1

Imagine I have a dataset as follows:

[{"x":20, "y":50, "attributeA":90, "attributeB":3849},
 {"x":34, "y":20, "attributeA":86, "attributeB":5000},
 etc.

There could be a bunch more other attributes in addition to these - this is just an example. What I am wondering is, how can I cluster these points based on all of the factors with control over the maximum separation between a given point and the next for a given variable for it to be considered linked. (i.e. euclidean distance must be within 10 points, attributeA within 5 points and attributeB within 1000 points)

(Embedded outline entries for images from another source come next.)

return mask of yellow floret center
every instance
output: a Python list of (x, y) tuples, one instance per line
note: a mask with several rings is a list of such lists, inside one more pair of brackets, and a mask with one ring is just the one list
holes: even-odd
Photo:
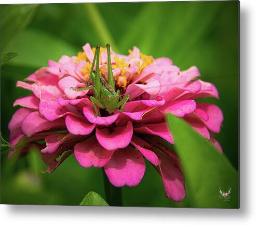
[(76, 64), (79, 61), (88, 61), (88, 59), (85, 52), (79, 52), (77, 54), (77, 56), (76, 56), (76, 60), (75, 63)]
[(142, 59), (143, 62), (141, 65), (140, 62), (137, 63), (137, 66), (139, 67), (139, 70), (138, 70), (138, 73), (140, 73), (146, 66), (153, 64), (153, 58), (152, 56), (149, 56), (144, 54), (140, 53), (140, 58), (141, 59)]

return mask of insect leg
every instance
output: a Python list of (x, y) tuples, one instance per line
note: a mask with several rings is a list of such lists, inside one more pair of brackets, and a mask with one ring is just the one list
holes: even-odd
[(125, 103), (127, 102), (129, 97), (129, 95), (127, 95), (118, 102), (117, 108), (121, 107), (121, 108), (120, 108), (120, 110), (121, 111), (121, 112), (124, 111), (124, 108), (125, 107)]
[(90, 97), (90, 99), (93, 106), (94, 109), (95, 110), (95, 117), (99, 116), (99, 111), (98, 111), (97, 108), (96, 107), (96, 105), (97, 105), (99, 107), (100, 107), (102, 109), (104, 109), (104, 106), (97, 99), (96, 99), (93, 96), (91, 96)]
[(117, 91), (116, 92), (116, 94), (117, 94), (117, 95), (119, 95), (119, 96), (120, 97), (120, 100), (122, 100), (122, 97), (121, 96), (121, 93), (120, 92), (120, 90), (118, 89), (117, 90)]

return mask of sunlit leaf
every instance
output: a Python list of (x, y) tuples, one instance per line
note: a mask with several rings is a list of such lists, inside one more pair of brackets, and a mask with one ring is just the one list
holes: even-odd
[(20, 53), (12, 60), (12, 65), (37, 68), (47, 66), (48, 59), (58, 61), (63, 55), (77, 54), (75, 48), (65, 41), (42, 31), (29, 29), (17, 35), (6, 50)]
[[(225, 154), (194, 130), (182, 119), (170, 114), (167, 119), (184, 170), (192, 207), (235, 208), (238, 206), (238, 174)], [(228, 201), (219, 189), (231, 190)]]
[(10, 59), (19, 54), (20, 53), (18, 52), (4, 52), (1, 56), (1, 66), (4, 65)]
[(109, 204), (98, 193), (90, 191), (80, 203), (80, 205), (107, 206)]
[(31, 21), (39, 5), (1, 5), (1, 49)]

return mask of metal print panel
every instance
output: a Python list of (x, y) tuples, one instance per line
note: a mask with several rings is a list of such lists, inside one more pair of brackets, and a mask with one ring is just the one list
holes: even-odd
[(239, 208), (239, 2), (1, 5), (2, 204)]

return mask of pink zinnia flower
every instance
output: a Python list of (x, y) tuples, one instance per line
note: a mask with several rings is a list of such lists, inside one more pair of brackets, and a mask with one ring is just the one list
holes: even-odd
[[(85, 87), (88, 82), (95, 50), (88, 43), (83, 49), (77, 56), (49, 61), (48, 67), (17, 82), (17, 86), (33, 94), (14, 102), (14, 106), (22, 107), (9, 124), (10, 155), (17, 150), (25, 152), (30, 144), (37, 144), (48, 166), (46, 172), (51, 172), (74, 151), (82, 166), (104, 167), (116, 187), (133, 187), (140, 182), (145, 169), (144, 157), (161, 175), (166, 196), (182, 201), (184, 179), (179, 159), (165, 141), (174, 143), (165, 114), (183, 117), (221, 151), (212, 136), (220, 132), (221, 110), (195, 101), (218, 98), (215, 87), (195, 80), (200, 76), (195, 67), (180, 71), (171, 59), (155, 59), (136, 47), (128, 55), (112, 51), (116, 88), (130, 97), (123, 111), (117, 109), (109, 113), (99, 109), (100, 115), (96, 117), (89, 98), (92, 90), (71, 88)], [(107, 53), (101, 50), (100, 72), (107, 80)], [(44, 140), (45, 144), (35, 144)]]

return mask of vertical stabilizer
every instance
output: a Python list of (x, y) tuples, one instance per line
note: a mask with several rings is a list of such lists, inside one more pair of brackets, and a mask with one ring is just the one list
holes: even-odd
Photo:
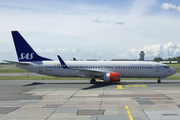
[(20, 62), (52, 61), (51, 59), (39, 56), (18, 31), (12, 31), (12, 37), (14, 40), (17, 57)]

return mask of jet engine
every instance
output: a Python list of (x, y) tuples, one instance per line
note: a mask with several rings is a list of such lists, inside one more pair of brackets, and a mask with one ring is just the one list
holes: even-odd
[(104, 82), (120, 82), (120, 73), (107, 73), (103, 76)]

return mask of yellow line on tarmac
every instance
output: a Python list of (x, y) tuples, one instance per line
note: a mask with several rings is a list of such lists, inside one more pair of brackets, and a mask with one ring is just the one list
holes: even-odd
[(132, 115), (131, 115), (131, 112), (129, 111), (128, 106), (125, 106), (125, 108), (126, 108), (126, 111), (127, 111), (127, 113), (128, 113), (129, 120), (133, 120)]
[(124, 89), (122, 85), (117, 85), (117, 89)]

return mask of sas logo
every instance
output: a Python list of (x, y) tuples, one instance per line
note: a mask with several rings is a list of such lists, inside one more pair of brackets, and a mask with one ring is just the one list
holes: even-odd
[(21, 53), (21, 58), (19, 58), (20, 60), (32, 60), (33, 59), (33, 55), (34, 53)]

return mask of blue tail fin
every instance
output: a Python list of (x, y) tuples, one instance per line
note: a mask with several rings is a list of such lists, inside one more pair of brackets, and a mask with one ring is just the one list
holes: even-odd
[(52, 61), (51, 59), (39, 56), (26, 42), (26, 40), (19, 34), (18, 31), (11, 31), (11, 32), (17, 52), (17, 57), (20, 62), (44, 61), (44, 60)]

Any ideas on how to do this in python? As I implied above, I would like to apply euclidean distance to compare distance between the two points if possible - not just comparing x and y as separate attributes. For the rest of the attributes it would be all single dimensional comparison...if that makes sense.


Edit: Just to add some clarity in case this doesn't make sense, basically I am looking for some algorithm to compare all objects with each other (or some more efficient way), if all of object A's attributes and euclidean distance are within the specified threshold when compared to object B, then those two are considered similar and linked - this procedure continues until eventually all the linked clusters can be returned as some clusters will have no points that satisfy the conditions to be similar to any point in another cluster resulting in the clusters being separated.

abagshaw
  • 6,162
  • 4
  • 38
  • 76

1 Answers1

2

The simplest approach is to build a binary "connectivity" matrix.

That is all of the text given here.